Phonetic Feature Encoding in Human Superior Temporal Gyrus

See allHide authors and affiliations

Science  28 Feb 2014:
Vol. 343, Issue 6174, pp. 1006-1010
DOI: 10.1126/science.1245994

Deciphering Language

Consonants and vowels represent basic building blocks of human language. How their characteristics are extracted from acoustic speech input is not well understood. Directly recording from the superior temporal gyrus of patients as part of their clinical evaluation for epilepsy surgery, Mesgarani et al. (p. 1006, published online 30 January; see the Perspective by Grodzinsky and Nelken) investigated neural responses while the subjects listened to continuous speech. The findings reveal how both vowels and consonants of different phonetic categories are encoded.

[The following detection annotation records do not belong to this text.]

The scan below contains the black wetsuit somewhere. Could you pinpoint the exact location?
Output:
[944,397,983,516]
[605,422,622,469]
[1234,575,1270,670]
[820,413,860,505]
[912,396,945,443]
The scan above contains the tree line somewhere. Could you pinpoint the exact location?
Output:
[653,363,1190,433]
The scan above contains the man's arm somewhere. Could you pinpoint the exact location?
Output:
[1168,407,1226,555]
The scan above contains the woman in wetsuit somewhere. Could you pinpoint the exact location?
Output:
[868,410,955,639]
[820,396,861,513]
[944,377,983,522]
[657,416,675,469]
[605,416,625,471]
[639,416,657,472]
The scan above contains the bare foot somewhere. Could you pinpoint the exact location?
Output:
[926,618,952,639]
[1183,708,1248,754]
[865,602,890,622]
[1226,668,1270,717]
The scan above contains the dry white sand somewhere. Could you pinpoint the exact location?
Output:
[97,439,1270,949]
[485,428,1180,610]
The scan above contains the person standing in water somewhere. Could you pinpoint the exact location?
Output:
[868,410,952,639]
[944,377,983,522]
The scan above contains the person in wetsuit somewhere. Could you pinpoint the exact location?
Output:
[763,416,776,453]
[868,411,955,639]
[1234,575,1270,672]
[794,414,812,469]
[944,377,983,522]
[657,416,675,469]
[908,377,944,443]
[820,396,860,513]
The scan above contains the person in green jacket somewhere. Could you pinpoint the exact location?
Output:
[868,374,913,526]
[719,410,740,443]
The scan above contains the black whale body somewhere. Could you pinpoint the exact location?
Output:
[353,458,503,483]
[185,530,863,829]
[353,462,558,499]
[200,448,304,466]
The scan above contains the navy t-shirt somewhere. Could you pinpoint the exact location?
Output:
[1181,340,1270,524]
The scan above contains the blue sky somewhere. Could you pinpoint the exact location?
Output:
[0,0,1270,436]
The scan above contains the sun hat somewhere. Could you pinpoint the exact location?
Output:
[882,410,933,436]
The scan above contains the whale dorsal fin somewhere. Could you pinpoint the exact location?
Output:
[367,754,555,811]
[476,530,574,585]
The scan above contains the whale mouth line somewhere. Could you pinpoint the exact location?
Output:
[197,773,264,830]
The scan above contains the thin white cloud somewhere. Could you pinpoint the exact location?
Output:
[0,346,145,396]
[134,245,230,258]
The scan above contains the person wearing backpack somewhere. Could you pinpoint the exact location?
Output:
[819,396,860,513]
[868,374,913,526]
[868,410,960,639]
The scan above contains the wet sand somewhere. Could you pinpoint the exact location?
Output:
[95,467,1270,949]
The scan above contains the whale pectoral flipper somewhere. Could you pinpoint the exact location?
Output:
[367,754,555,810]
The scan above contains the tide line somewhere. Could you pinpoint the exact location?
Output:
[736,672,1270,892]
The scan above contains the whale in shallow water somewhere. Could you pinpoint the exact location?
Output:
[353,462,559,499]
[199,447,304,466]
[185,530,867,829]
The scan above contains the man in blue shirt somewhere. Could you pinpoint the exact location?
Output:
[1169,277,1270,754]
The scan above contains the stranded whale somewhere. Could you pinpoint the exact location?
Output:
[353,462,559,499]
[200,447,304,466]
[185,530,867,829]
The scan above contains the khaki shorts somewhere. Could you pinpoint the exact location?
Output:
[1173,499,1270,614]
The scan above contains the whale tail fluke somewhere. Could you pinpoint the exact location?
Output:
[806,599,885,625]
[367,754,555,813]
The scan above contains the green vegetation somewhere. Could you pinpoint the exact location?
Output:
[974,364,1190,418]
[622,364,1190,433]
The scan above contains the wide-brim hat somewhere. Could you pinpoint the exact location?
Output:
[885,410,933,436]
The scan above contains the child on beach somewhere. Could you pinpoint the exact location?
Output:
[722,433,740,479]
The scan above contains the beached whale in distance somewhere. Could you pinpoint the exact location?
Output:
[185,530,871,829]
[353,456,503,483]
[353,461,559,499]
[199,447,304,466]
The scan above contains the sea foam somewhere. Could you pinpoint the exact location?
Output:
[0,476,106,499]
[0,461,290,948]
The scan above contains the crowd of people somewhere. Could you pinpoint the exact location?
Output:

During speech perception, linguistic elements such as consonants and vowels are extracted from a complex acoustic speech signal. The superior temporal gyrus (STG) participates in high-order auditory processing of speech, but how it encodes phonetic information is poorly understood. We used high-density direct cortical surface recordings in humans while they listened to natural, continuous speech to reveal the STG representation of the entire English phonetic inventory. At single electrodes, we found response selectivity to distinct phonetic features. Encoding of acoustic properties was mediated by a distributed population response. Phonetic features could be directly related to tuning for spectrotemporal acoustic cues, some of which were encoded in a nonlinear fashion or by integration of multiple cues. These findings demonstrate the acoustic-phonetic representation of speech in human STG.

Phonemes—and the distinctive features composing them—are hypothesized to be the smallest contrastive units that change a word’s meaning (e.g., /b/ and /d/ as in bad versus dad) (1). The superior temporal gyrus (Brodmann area 22, STG) has a key role in acoustic-phonetic processing because it responds to speech over other sounds (2) and focal electrical stimulation there selectively interrupts speech discrimination (3). These findings raise fundamental questions about the representation of speech sounds, such as whether local neural encoding is specific for phonemes, acoustic-phonetic features, or low-level spectrotemporal parameters. A major challenge in addressing this in natural speech is that cortical processing of individual speech sounds is extraordinarily spatially discrete and rapid (47).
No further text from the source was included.